GUWAHATI:Division has long consumed Assam. For decades Bengal origin Assamese Muslims have occupied a desperate space between citizenship and exclusion, often ostracised, rarely respected and always marginalised.

Communal divisions were engendered by the AASU (Student's Union) leading to the violent Assam Movement. It swept the AASU to power (as the AGP) by labeling Bengal origin Assamese Muslims as illegal immigrants from Bangladesh. This discourse, although entirely fictional, has long caused this community to live in fear and marginalisation.

Impunity has long been a tool of the apartheid state. When certain sections of the population are deliberately vilified and consistently deprived of justice, a climate of terror is created.

On the 1st of May 2014, Bodo militants entered the house of Batchu Seikh and murdered seven people.

Atrocities like this occur with an almost quotidian regularity here. Impunity has long given terrorists and political organisations carte blanche to terrorise Assam's Bengal origin Muslims. On Friday that record of impunity cracked. Pradip Brahma who led the massacre of Seikh and his family was sentenced to life imprisonment. This is the first time in Assam's history that a murderer has been punished for the mass killing of Muslims.

But there is still a long way to go until the state sponsored apartheid in Assam is purged.

The fictional discourse of Bengal origin Assamese Muslims as illegal immigrants is still very much alive. Indeed, the BJP's recent victory here heavily exploited this lie to cash in on communal tensions. As in other parts of India they now look set to fuel them.

Nonetheless, Friday's verdict marks a step forward for Assam. It shows criminals that they cannot bank on a complicit state machinery and it gives the victims a shred of trust in the judicial system.

But let's not get ahead of ourselves. Prosecuting Brahma was easy for the state. It cost them nothing as the perpetrators were Bodo militants. What really needs to happen is for the state to prosecute those atrocities it itself has had a hand in sponsoring. Justice for the victims of massacres like Nellie and others is much needed but not on the horizon anytime soon. Division and deceit is simply too profitable. The truth has become worthless.
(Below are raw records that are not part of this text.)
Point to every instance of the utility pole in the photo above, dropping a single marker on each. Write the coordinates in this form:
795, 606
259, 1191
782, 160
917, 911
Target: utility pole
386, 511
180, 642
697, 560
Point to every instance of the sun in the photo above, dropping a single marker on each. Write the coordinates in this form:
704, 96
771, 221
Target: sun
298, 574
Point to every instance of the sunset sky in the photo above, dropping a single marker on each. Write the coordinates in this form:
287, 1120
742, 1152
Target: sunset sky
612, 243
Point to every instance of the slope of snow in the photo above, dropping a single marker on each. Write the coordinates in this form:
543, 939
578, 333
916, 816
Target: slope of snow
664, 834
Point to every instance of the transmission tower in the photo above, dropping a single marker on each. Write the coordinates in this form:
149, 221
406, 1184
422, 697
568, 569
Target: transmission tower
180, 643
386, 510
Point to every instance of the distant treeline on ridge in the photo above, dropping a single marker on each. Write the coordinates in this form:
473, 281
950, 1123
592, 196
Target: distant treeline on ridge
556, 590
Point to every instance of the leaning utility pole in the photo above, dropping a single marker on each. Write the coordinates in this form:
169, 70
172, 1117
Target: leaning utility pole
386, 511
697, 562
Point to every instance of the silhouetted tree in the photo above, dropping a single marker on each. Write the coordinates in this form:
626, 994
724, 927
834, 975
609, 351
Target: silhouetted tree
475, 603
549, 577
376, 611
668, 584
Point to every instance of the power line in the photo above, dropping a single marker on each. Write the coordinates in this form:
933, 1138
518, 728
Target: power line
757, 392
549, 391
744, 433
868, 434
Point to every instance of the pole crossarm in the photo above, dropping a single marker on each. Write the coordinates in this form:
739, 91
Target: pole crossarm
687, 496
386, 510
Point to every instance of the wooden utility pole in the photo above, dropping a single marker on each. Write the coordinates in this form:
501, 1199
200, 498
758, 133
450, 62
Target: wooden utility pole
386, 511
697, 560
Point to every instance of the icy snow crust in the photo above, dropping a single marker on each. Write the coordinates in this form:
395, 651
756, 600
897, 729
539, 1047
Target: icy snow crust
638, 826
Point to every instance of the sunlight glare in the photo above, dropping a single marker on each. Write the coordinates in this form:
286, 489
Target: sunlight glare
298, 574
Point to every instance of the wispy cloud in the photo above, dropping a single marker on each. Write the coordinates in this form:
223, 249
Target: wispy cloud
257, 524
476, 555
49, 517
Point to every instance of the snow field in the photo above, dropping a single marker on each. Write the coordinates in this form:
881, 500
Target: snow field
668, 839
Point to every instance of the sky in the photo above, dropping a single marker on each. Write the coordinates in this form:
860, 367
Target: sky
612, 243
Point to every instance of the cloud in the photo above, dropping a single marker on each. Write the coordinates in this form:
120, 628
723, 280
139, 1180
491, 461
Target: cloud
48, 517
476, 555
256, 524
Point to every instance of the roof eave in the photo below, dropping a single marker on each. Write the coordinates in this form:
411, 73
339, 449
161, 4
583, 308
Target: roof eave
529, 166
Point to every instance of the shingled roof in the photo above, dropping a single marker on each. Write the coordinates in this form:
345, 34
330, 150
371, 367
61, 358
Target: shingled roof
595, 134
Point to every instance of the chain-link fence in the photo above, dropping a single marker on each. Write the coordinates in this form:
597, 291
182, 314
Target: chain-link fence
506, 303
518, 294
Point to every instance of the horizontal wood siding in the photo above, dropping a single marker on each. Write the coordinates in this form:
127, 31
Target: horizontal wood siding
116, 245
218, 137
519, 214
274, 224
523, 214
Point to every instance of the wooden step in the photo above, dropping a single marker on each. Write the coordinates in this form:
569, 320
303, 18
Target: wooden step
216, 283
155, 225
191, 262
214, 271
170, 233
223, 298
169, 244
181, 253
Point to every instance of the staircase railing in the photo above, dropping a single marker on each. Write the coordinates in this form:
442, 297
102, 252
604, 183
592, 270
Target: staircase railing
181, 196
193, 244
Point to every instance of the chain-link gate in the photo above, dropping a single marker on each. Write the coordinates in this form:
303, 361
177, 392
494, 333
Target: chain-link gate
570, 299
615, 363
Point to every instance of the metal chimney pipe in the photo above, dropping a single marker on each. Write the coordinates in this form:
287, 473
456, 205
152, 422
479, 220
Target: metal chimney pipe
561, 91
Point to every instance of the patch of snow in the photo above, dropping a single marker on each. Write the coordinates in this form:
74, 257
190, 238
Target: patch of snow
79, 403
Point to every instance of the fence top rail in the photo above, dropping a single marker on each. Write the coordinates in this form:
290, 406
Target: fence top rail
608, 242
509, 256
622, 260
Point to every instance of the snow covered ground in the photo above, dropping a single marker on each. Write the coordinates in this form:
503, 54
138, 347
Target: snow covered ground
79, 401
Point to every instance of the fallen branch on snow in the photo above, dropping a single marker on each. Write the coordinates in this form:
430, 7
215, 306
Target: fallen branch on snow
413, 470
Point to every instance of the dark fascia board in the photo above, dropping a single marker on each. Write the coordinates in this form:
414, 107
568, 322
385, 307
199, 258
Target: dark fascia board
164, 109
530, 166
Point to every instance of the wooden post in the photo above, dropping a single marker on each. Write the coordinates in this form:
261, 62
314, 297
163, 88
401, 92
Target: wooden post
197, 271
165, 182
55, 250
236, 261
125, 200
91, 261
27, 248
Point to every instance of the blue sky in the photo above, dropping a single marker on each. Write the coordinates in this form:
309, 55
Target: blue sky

True justice takes a commitment to giving up communal politics and to healing the divides which plague Assamese and Indian society. That takes noble political leadership and integrity. Things that seem inherently absent in contemporary politics, where everyone sells division to buy votes. It takes people more committed to India and to its body politic than to personal or party gain. That kind of foresight and integrity is alien to our leaders. Only when it returns will justice thrive. Only when it returns will India realise herself.